Whether one terms the displacement of Kashmiri Pandits an exodus or whether they were victim to genocide or ethnic cleansing is immaterial. It is also inconsequential how many Pandits (220, 650 or 3,400, claimed differently by different organisations) were killed or whether they were induced by Governor Jagmohan to leave. The fact is that almost an entire population of Kashmiri Hindus was uprooted from their land to avoid persecution at the hands of Muslim terrorist outfits. That brings us to the core issue, whether Pandits can ever return to the Valley and live there as before. The answer is no. It is easier for Farooq Abdullah to say that onus of returning is on Kashmiri Pandits, but let him think little less hypocritically.
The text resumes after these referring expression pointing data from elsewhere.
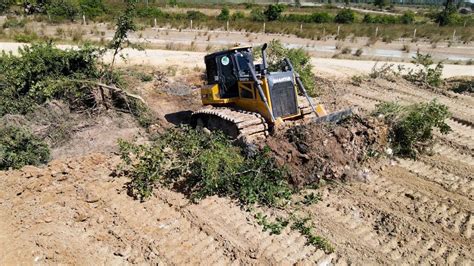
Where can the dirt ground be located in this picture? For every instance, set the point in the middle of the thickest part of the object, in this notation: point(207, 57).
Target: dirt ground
point(75, 210)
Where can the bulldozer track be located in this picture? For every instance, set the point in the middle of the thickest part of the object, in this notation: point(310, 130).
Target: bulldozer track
point(247, 125)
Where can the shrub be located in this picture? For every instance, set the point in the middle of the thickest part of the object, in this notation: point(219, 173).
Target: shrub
point(202, 165)
point(40, 72)
point(345, 16)
point(407, 17)
point(195, 15)
point(424, 73)
point(238, 15)
point(321, 17)
point(18, 147)
point(92, 8)
point(225, 14)
point(152, 12)
point(299, 58)
point(411, 127)
point(257, 15)
point(13, 22)
point(273, 12)
point(5, 5)
point(63, 9)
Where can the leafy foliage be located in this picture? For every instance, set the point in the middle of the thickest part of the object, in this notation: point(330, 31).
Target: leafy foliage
point(41, 72)
point(273, 12)
point(92, 8)
point(63, 9)
point(125, 25)
point(275, 228)
point(311, 239)
point(411, 127)
point(202, 165)
point(424, 73)
point(18, 147)
point(345, 16)
point(298, 57)
point(257, 14)
point(224, 15)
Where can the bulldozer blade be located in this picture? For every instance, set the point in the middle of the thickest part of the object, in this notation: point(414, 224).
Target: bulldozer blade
point(334, 117)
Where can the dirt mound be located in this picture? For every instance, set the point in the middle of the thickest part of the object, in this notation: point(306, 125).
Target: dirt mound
point(329, 151)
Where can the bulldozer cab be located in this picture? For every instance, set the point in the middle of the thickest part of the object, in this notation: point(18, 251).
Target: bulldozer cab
point(227, 68)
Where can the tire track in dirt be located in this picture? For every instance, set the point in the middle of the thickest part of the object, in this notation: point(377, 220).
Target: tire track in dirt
point(463, 185)
point(385, 215)
point(238, 230)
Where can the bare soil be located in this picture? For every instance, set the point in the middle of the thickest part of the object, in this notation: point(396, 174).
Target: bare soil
point(75, 210)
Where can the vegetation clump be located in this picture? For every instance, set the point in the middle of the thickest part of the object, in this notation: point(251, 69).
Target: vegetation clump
point(411, 126)
point(202, 165)
point(299, 58)
point(19, 147)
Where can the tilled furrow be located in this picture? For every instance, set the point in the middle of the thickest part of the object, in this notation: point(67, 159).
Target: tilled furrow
point(461, 185)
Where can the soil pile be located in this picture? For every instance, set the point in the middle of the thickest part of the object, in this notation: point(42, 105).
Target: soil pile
point(329, 151)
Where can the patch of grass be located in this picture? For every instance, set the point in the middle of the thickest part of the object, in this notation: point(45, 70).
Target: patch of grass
point(275, 227)
point(300, 224)
point(202, 165)
point(19, 147)
point(411, 126)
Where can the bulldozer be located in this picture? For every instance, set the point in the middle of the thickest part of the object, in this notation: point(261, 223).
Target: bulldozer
point(246, 101)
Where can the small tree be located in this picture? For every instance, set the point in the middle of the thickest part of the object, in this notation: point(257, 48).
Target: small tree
point(224, 15)
point(448, 14)
point(407, 17)
point(345, 16)
point(92, 8)
point(257, 15)
point(381, 3)
point(273, 12)
point(125, 25)
point(63, 9)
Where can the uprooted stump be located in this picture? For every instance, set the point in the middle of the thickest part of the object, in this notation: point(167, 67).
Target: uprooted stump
point(329, 151)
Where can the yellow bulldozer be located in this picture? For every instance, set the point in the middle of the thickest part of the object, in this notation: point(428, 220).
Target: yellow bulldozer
point(246, 101)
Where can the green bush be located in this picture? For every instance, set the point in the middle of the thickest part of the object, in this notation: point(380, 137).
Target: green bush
point(238, 15)
point(224, 15)
point(201, 165)
point(273, 12)
point(41, 72)
point(5, 5)
point(63, 9)
point(92, 8)
point(299, 58)
point(345, 16)
point(411, 126)
point(257, 15)
point(195, 15)
point(13, 22)
point(18, 147)
point(424, 73)
point(321, 17)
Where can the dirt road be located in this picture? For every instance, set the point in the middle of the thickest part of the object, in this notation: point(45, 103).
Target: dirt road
point(324, 66)
point(76, 211)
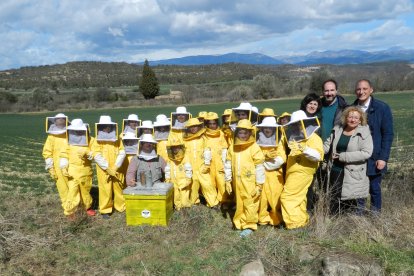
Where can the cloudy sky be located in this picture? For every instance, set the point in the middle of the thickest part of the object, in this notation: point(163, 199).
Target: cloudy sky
point(39, 32)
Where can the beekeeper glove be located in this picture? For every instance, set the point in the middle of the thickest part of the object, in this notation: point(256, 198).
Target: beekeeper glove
point(167, 172)
point(312, 154)
point(101, 161)
point(204, 169)
point(188, 182)
point(273, 164)
point(84, 153)
point(48, 163)
point(295, 148)
point(111, 172)
point(227, 171)
point(64, 164)
point(188, 174)
point(65, 172)
point(188, 170)
point(207, 156)
point(271, 154)
point(223, 155)
point(260, 174)
point(52, 173)
point(257, 191)
point(229, 187)
point(120, 159)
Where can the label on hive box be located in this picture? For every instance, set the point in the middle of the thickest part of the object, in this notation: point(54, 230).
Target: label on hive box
point(145, 213)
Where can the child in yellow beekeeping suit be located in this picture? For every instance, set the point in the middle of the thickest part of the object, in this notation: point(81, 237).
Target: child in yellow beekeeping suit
point(178, 120)
point(178, 171)
point(161, 133)
point(306, 150)
point(215, 140)
point(225, 122)
point(200, 159)
point(76, 164)
point(244, 165)
point(109, 158)
point(55, 143)
point(131, 124)
point(268, 138)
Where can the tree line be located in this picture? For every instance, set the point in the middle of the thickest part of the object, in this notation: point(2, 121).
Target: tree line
point(103, 84)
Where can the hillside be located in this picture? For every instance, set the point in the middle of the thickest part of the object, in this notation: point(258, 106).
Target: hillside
point(79, 85)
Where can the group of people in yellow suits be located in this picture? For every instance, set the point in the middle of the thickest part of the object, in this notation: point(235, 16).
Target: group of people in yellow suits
point(260, 163)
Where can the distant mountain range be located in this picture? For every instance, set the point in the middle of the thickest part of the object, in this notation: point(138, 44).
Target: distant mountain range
point(325, 57)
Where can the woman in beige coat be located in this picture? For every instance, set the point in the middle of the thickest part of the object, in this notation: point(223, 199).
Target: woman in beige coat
point(349, 147)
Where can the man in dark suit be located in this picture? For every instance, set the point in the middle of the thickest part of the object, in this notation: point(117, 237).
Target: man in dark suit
point(381, 126)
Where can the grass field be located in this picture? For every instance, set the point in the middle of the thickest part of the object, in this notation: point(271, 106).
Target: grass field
point(35, 238)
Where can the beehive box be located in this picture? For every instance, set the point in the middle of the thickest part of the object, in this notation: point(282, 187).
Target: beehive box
point(151, 206)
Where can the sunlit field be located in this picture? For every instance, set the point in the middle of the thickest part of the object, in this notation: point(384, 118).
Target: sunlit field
point(36, 238)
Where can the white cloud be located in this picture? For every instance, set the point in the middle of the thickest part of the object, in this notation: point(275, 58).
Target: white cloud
point(60, 31)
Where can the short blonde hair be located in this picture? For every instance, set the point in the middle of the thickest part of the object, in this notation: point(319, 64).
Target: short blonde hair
point(350, 109)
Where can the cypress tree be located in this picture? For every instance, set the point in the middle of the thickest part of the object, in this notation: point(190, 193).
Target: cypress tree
point(148, 85)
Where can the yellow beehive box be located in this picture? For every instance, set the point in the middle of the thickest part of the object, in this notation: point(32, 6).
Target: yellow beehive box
point(151, 206)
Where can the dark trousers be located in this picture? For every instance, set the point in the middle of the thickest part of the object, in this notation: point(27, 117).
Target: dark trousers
point(375, 193)
point(336, 204)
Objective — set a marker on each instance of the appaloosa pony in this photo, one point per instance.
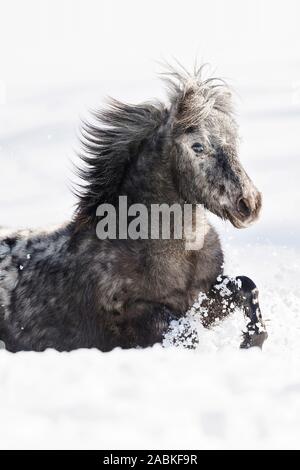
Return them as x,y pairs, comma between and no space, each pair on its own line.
68,289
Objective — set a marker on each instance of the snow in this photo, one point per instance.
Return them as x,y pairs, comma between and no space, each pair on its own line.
216,396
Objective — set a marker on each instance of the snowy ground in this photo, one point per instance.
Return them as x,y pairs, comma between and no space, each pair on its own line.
216,396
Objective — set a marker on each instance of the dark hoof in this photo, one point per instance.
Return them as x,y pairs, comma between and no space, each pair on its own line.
253,340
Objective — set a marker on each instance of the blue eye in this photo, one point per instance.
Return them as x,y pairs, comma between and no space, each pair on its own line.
198,148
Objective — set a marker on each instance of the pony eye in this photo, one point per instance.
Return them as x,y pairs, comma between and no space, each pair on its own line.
198,148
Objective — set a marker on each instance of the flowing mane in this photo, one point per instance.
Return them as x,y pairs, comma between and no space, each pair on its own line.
108,147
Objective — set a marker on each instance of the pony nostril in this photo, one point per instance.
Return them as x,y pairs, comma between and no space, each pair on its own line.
243,207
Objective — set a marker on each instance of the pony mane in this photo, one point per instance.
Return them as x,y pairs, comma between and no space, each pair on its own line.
194,97
108,147
111,142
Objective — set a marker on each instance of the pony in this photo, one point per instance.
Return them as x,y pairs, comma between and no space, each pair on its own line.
68,289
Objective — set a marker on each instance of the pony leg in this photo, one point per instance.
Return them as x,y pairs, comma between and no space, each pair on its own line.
239,292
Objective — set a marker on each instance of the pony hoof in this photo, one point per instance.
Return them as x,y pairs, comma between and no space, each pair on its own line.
254,340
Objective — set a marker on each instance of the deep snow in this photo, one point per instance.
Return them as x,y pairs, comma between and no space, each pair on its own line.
217,396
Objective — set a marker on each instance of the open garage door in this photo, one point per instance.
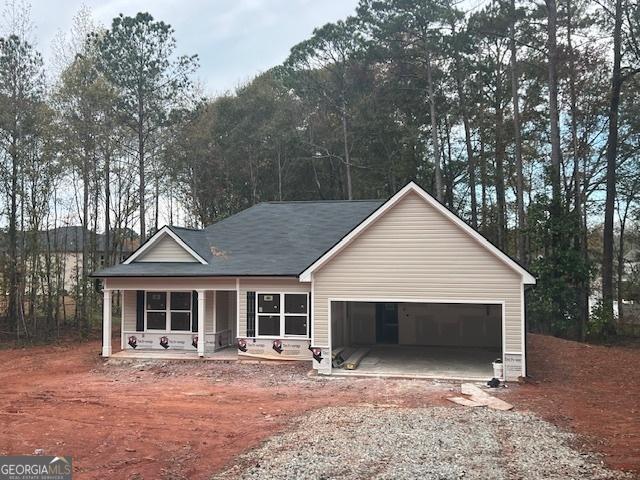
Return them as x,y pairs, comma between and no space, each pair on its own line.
440,340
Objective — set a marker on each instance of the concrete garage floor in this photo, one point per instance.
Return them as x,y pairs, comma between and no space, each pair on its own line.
453,363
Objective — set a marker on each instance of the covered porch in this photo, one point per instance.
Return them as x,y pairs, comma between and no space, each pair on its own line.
177,318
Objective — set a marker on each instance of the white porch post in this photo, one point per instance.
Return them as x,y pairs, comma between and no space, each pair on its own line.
215,307
201,314
106,324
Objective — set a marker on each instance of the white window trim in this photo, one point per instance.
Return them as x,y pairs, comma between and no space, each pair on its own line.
168,311
282,314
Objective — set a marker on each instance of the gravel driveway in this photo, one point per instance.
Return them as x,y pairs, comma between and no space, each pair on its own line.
428,443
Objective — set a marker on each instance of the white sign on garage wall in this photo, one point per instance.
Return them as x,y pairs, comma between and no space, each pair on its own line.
512,366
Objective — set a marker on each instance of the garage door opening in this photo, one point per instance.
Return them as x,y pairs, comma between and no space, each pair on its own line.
431,340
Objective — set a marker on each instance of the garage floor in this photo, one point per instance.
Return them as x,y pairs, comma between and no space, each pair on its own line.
456,363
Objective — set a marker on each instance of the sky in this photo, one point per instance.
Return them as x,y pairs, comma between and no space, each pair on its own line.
234,39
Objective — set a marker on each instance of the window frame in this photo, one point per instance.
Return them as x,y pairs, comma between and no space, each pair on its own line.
282,314
168,310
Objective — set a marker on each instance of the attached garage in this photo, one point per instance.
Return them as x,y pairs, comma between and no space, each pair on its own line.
423,291
447,340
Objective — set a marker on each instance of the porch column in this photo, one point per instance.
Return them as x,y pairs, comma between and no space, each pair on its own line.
201,314
215,307
106,323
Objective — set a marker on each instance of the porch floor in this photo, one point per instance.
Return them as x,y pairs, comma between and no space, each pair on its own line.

Will anyone like to go back when he hears of ISIS and Pakistani flags being unfurled and cheered by Islamic fanatics, when he witnesses daily incidents of Islamic terrorists fighting for merger of Kashmir with Pakistan, and overwhelming numbers of Muslim residents wanting independence? Is it fair to expect from Pandits that they muster courage to return to Kashmir, riding merely on promises to have them resettled honourably made by a few?

What should Kashmiri Pandits then do? Some favour giving them a separate homeland in the southern part of Kashmir. Others suggest that separate composite township be built to house them. Other demands like minority status, reservation in Assembly seats etc. are gettable, but their exclusivity will make them more ostracised and an object of more hatred by the Muslim majority. No political party is going to ever provide them a separate space or composite settlement in Kashmir for that will adversely affect their image of their alleged commitment to India’s pluralism, diversity and secularism. Since Pandits neither have numbers nor financial or political clout nor do they have a voice in the media to force the state and Central governments to rehabilitate them on their terms, it is time they thought of unorthodox ways to secure their future.

Kashmiri Pandits should understand that nostalgia of pre-1990 days will only make their existence more painful. Their hope lies only with big business houses who should be encouraged to come forward to adopt them and give them dignity of living. Surely their cause deserves better understanding than organising sports extravaganzas, sustaining corrupt political parties and multiplying their profits.